Je n’ai rien à dire, je ne tiens à rien et ne crois à rien fermement, je suis un nuage qui prend toutes les figures et toutes les couleurs, qui se condense ou s’évapore ; mais dont toutes les manières d’être dépendent des circonstances extérieures, du soleil, du climat, de la saison, de l’heure, qui le façonnent différemment. Ma faculté essentielle c’est donc la souplesse de métamorphose, l’aptitude psychologique, l’intelligence des diversités infinies de la vie dans les divers êtres, au-dessus et au-dessous de l’homme individuel. Répéter et reproduire en moi par l’intelligence sympathique toutes les existences individuelles, m’est plus facile que de vivre de ma propre vie. La contemplation serait-elle donc mon penchant principal et la psychologie mon vrai talent ? Je ne sais, car il y a bien des hommes en moi. Peut-être y-a-t-il dans mon fait un amour-propre excessivement vulnérable. Je ne puis souffrir la peine inutile, la duperie, la froideur, l’ironie ; je ne puis accepter d’être médiocre, inférieur, vulgaire, commun ; mais il me semble que je crains encore plus la malveillance que le ridicule, et que je les crains tous les deux surtout parce qu’ils me contractent, qu’ils m’empêchent de vivre, de faire ma tâche et de me donner. Ma défiance absolue de moi-même ne diminue que par l’estime et la sympathie d’autrui. Par moi-même je demeure sur la défensive, supprimant tout ce qui donne prise à la malignité d’autrui, c’est-à-dire tout désir personnel, toute poursuite intéressée qui expose à un déboire, à une mortification ou à un crève-cœur. Je retire mon cœur de l’enjeu de la vie, et je renonce au bonheur pour moins souffrir. La défiance, née d’une expérience trop précoce, la défiance de tout, du sort, des hommes, de la destinée et de moi-même, cette défiance incurable, profonde et douloureuse, ce scepticisme funeste qui détruit tout abandon, qui flétrit l’espérance, qui gâte la vie, me persécute toujours. Il contribue à m’isoler. La vie me paraît une fantasmagorie, les malheurs qui frappent autour de moi m’ont l’air de rêves pénibles ; ceux qui m’atteignent, m’obligent bien à les voir momentanément, comme des réalités ; mais ou bien ils m’écrasent, ou bien ils finissent par rentrer dans la région des vilains songes. Je ne suis donc ni bien éveillé, ni sérieux. Je n’espère, n’attends, et ne cherche rien. Mauvaise existence, creuse en elle-même et inutile aux autres.

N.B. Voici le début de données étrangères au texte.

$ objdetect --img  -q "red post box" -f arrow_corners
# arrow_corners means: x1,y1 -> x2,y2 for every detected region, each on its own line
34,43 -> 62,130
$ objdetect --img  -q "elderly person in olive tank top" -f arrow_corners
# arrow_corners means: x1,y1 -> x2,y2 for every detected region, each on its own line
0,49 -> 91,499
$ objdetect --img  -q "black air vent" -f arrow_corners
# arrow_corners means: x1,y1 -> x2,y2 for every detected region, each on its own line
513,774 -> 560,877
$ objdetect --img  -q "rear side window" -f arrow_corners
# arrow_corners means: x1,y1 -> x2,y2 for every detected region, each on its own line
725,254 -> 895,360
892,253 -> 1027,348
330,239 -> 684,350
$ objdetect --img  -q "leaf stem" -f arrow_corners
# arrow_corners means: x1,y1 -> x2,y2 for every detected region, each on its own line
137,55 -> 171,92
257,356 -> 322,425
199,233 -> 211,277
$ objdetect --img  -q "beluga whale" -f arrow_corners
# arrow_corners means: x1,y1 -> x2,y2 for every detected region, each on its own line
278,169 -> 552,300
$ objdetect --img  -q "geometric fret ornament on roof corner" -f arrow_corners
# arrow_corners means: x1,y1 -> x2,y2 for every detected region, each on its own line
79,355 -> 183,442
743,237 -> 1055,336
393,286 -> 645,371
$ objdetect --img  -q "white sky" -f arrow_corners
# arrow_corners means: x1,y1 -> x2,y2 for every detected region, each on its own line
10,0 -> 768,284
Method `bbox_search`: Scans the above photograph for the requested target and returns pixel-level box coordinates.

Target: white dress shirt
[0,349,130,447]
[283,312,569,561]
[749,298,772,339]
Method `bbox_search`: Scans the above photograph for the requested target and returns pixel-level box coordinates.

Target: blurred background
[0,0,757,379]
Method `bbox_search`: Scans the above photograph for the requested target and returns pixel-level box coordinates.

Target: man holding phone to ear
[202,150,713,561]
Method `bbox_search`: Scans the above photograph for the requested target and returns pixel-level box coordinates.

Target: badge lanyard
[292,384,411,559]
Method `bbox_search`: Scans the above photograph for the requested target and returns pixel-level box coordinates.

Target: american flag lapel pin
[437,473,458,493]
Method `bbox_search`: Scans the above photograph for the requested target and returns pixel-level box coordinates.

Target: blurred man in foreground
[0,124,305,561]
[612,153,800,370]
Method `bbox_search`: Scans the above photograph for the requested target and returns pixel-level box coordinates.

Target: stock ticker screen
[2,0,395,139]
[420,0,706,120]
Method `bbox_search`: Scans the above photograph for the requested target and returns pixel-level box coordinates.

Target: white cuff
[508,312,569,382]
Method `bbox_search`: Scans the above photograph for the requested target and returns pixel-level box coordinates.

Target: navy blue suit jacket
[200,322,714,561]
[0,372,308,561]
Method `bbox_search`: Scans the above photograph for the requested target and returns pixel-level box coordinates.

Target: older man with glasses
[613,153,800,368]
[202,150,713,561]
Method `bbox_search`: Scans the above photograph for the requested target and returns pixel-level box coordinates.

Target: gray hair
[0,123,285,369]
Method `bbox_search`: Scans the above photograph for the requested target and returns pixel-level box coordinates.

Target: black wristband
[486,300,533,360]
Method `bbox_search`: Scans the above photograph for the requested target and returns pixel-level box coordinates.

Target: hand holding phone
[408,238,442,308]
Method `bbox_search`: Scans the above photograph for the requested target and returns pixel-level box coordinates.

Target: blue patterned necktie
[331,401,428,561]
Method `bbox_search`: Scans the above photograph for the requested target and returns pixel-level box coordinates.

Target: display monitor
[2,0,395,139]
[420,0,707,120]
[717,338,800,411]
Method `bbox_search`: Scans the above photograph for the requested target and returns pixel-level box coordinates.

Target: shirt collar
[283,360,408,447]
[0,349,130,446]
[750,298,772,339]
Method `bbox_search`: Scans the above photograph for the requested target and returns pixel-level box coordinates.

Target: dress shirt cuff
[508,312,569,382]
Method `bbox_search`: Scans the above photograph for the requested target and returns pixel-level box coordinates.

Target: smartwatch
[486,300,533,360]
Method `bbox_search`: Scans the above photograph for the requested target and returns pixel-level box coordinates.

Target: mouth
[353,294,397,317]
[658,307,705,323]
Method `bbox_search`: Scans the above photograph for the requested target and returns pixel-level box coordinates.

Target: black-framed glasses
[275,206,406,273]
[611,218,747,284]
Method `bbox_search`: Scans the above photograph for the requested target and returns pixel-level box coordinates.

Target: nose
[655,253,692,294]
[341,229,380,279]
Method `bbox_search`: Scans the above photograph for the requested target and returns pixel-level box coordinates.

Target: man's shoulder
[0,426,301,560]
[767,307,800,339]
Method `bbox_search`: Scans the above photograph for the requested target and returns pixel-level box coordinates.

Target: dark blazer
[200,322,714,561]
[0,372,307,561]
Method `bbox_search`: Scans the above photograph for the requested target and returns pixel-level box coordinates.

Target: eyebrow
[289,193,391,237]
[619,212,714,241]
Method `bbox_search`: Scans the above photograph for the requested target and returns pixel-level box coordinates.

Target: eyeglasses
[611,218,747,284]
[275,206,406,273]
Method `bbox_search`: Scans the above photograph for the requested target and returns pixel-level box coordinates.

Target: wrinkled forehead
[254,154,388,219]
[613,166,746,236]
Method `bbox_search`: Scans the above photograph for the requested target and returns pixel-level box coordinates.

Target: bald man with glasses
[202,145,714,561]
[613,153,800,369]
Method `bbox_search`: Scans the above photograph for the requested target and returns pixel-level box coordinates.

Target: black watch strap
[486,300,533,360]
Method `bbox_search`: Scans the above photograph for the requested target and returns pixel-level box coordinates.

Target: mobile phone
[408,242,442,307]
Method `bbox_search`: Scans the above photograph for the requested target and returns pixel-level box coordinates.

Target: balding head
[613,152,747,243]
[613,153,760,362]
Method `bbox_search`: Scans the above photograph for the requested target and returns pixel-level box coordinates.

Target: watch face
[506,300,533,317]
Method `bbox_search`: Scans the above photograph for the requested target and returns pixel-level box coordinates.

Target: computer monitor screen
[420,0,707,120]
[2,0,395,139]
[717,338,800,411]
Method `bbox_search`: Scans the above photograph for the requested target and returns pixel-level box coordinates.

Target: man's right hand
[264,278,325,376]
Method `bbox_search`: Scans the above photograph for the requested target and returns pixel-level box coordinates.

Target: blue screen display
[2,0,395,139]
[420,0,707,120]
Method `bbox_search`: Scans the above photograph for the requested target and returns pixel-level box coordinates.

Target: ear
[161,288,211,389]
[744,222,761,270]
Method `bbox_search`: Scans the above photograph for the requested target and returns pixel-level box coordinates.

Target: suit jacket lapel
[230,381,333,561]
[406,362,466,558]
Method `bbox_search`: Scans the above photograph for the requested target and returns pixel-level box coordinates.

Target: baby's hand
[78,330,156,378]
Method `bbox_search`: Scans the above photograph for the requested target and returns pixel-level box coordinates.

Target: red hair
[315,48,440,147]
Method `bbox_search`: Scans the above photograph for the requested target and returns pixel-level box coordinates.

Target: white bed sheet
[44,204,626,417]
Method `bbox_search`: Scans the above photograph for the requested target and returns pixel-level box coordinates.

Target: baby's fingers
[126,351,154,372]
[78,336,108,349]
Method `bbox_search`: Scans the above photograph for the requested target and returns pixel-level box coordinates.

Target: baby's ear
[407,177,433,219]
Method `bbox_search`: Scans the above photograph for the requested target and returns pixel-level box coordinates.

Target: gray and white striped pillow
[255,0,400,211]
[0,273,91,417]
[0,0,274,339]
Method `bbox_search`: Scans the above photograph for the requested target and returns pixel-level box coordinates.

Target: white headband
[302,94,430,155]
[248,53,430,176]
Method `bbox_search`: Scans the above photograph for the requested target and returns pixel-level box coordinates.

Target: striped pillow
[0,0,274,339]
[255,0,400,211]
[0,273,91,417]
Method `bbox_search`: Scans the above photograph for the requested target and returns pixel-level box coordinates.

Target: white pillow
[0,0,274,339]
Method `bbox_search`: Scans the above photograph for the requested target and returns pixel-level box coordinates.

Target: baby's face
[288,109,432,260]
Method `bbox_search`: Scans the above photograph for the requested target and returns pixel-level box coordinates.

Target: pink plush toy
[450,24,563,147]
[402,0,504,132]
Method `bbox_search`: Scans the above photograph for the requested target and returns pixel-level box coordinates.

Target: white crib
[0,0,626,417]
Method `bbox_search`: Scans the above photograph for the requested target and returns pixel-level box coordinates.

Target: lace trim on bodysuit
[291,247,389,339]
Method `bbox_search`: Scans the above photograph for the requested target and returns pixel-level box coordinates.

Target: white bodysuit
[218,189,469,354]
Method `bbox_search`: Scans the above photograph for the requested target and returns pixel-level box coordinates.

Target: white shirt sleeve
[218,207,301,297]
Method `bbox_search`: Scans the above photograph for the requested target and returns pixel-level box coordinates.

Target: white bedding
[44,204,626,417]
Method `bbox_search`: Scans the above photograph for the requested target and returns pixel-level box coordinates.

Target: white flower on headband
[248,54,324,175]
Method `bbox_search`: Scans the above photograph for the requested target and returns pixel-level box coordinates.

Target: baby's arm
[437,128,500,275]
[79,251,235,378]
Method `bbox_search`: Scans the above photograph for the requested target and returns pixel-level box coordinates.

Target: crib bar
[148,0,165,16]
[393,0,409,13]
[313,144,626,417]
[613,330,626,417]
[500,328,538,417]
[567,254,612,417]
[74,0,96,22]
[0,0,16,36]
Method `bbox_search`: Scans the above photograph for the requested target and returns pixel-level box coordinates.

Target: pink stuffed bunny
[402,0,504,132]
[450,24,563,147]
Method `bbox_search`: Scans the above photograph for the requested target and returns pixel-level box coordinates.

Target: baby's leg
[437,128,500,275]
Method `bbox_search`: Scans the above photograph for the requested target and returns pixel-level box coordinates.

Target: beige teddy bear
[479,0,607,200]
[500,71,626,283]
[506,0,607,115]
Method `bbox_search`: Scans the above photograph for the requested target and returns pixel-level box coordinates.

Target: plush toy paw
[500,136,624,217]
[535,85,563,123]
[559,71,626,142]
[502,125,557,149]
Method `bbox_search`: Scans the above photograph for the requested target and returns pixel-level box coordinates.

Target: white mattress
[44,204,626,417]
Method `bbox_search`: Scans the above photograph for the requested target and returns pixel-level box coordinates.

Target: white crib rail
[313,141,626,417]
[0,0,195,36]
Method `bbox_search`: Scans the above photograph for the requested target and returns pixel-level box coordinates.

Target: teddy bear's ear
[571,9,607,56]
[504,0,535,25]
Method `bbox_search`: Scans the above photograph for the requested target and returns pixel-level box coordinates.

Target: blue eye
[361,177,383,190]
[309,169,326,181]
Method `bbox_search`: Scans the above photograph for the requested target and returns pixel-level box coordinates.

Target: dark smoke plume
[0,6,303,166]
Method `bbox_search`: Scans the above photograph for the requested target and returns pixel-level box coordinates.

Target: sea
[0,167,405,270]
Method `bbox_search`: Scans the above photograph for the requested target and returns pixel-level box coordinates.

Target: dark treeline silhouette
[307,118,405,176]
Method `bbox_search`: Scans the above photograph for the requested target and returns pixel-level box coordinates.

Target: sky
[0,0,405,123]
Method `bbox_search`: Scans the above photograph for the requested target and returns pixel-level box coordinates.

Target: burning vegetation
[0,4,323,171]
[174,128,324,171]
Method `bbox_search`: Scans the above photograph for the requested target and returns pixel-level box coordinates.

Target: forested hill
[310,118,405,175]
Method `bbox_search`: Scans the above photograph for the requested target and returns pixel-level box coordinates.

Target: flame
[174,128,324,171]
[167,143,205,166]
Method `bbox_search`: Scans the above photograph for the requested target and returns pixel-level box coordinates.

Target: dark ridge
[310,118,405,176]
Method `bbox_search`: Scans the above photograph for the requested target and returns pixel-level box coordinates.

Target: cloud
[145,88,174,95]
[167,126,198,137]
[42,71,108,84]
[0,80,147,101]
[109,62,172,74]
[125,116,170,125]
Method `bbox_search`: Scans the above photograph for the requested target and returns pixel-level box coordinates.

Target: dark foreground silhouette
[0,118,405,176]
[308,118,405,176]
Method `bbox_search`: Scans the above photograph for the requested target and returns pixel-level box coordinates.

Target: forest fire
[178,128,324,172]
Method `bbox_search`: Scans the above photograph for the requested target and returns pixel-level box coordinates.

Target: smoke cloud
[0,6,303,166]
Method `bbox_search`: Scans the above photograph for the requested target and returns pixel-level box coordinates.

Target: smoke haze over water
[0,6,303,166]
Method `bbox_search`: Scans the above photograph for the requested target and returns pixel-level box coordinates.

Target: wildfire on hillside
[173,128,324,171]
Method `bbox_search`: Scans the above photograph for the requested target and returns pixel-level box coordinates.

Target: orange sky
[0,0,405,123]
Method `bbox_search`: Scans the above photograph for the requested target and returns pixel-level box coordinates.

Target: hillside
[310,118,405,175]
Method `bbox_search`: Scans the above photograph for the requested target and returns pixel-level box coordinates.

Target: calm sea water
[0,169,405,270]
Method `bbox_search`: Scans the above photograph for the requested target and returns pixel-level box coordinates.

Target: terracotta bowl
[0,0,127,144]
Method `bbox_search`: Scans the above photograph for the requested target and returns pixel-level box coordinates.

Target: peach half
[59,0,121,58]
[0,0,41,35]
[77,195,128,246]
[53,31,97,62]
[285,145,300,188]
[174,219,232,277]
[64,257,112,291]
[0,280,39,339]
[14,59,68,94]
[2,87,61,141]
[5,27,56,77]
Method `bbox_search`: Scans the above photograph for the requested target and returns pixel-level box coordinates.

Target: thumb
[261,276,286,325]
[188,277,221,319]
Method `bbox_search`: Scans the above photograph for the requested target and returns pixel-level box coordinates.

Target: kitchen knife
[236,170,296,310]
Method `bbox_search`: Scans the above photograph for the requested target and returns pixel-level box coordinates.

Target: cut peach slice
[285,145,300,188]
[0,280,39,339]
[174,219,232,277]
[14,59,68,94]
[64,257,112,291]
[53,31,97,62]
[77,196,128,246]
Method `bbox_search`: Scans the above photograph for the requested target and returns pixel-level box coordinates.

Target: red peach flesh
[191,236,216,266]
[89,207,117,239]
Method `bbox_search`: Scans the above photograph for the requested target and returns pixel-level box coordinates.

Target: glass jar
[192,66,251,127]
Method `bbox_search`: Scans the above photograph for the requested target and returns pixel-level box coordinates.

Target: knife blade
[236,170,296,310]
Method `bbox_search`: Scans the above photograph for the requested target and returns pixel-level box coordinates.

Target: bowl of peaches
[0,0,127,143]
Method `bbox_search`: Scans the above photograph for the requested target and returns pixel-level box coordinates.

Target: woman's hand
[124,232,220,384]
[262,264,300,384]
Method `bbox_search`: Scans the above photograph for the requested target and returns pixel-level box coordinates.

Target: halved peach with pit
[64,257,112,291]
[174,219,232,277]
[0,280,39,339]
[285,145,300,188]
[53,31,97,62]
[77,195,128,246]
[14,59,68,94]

Henri-Frédéric Amiel, Journal intime

 


Un Journal intime de près de 17 000 pages, miroir d’une défaite autant psychologique que littéraire, voilà ce que commet Henri-Frédéric Amiel. Quasiment illisible, ce texte, monstrueux par sa nature même, demeure peut-être aujourd’hui encore l’enquête la plus vaste et la plus fouillée jamais menée sur les variations du moi... et du rien au quotidien. Et Roland Jaccard de constater dans La tentation nihiliste que «au terme de son existence, Amiel affirmait avoir fait le chemin de Pascal à Montaigne et n’être plus obsédé par l’au-delà. Il confessait, «la mort dans l’âme», qu’il n’attendait pas de revanche à sa vie manquée : «Rien, rien, rien ! Nada !» serait la conclusion. S’il n’y a de paix que dans le non-être, la résurrection est une récompense de dupe.»